In general, the dual of the LP defined by

SUM_k A_jk x_k <= b_j , maximize SUM (c_k x_k),

is, Minimize SUM (b_jy_j) subjecti to constraints SUM_j y_j A_jk >= -b_j.

Notice that the inequalities are reversed, the indices of variables and equations are reversed and maximization has sqitched to minimization in going from the original problem to its dual.

It is customary to introduce a dual slack variable, t_k in the dual inequalities so that they become equalities.

Then for each index there are two variables: the original variables pair with the dual slack variables ; and the slack variables and dual variables pair together.

Why bother with the dual problem? What is its relevance here?

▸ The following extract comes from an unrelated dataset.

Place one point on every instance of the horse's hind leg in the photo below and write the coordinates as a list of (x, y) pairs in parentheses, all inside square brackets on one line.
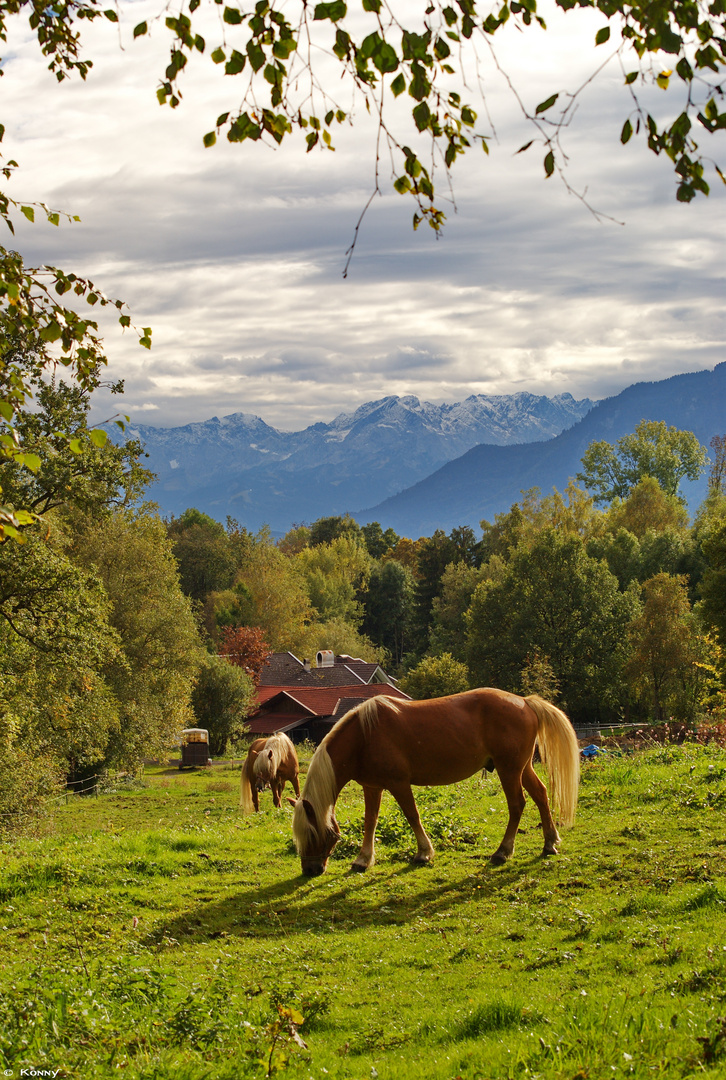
[(511, 782), (534, 785), (366, 856), (404, 797)]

The original LP, which is usually called the primal problem, and the dual have an intimate relation with one another based on the following facts:

The interrelation is intrinsic to the equations themselves and do not depend on the form of the basis used to describe the equations. Thus it is preserved by a change in basis such as a pivot in either problem.

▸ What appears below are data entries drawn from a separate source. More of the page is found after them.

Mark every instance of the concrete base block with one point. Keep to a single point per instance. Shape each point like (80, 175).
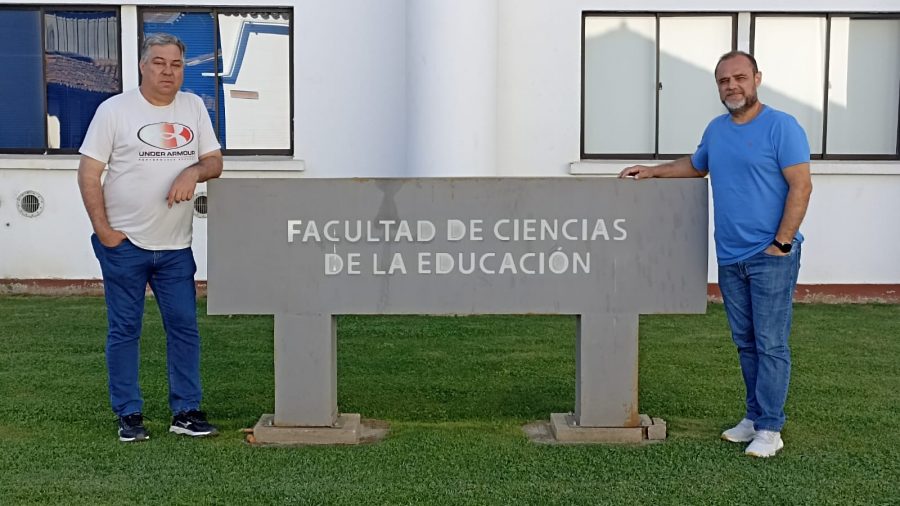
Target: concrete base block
(566, 431)
(345, 431)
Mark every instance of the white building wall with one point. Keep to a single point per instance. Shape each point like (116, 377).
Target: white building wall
(359, 100)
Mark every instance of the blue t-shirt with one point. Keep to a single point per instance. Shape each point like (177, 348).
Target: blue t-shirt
(749, 190)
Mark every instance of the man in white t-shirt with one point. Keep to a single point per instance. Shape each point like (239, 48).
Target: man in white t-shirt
(156, 143)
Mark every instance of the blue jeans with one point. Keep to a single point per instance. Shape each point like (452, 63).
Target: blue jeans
(126, 271)
(758, 294)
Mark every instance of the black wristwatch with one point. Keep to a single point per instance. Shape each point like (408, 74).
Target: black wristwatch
(785, 247)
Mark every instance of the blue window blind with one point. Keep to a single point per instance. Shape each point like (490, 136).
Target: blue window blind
(82, 71)
(21, 85)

You can determine the solution to one problem immediately from the solution to the other.

In particular, one of each pair of variables must be 0 at the pair of solutions, Which means the basis variables in the dual must include the partners of the non-basis variables in the primal, and vice versa.

Furthermore the -v_k at the solution in the primal are the values of the t_k at the solution of the dual, (Exercise:Figure out the dual statement to this)

The value of the objective function in the primal and dual at solutions are always the same. An unbounded primal means an unfeasible dual and vice versa,

The value of the dual objective function at any feasible point in the dual is greater than the value of the primal objective function at any feasible primary point.

Not only are these statements true and useful, but there are ways to switch from the primal to the dual problem to make things easier.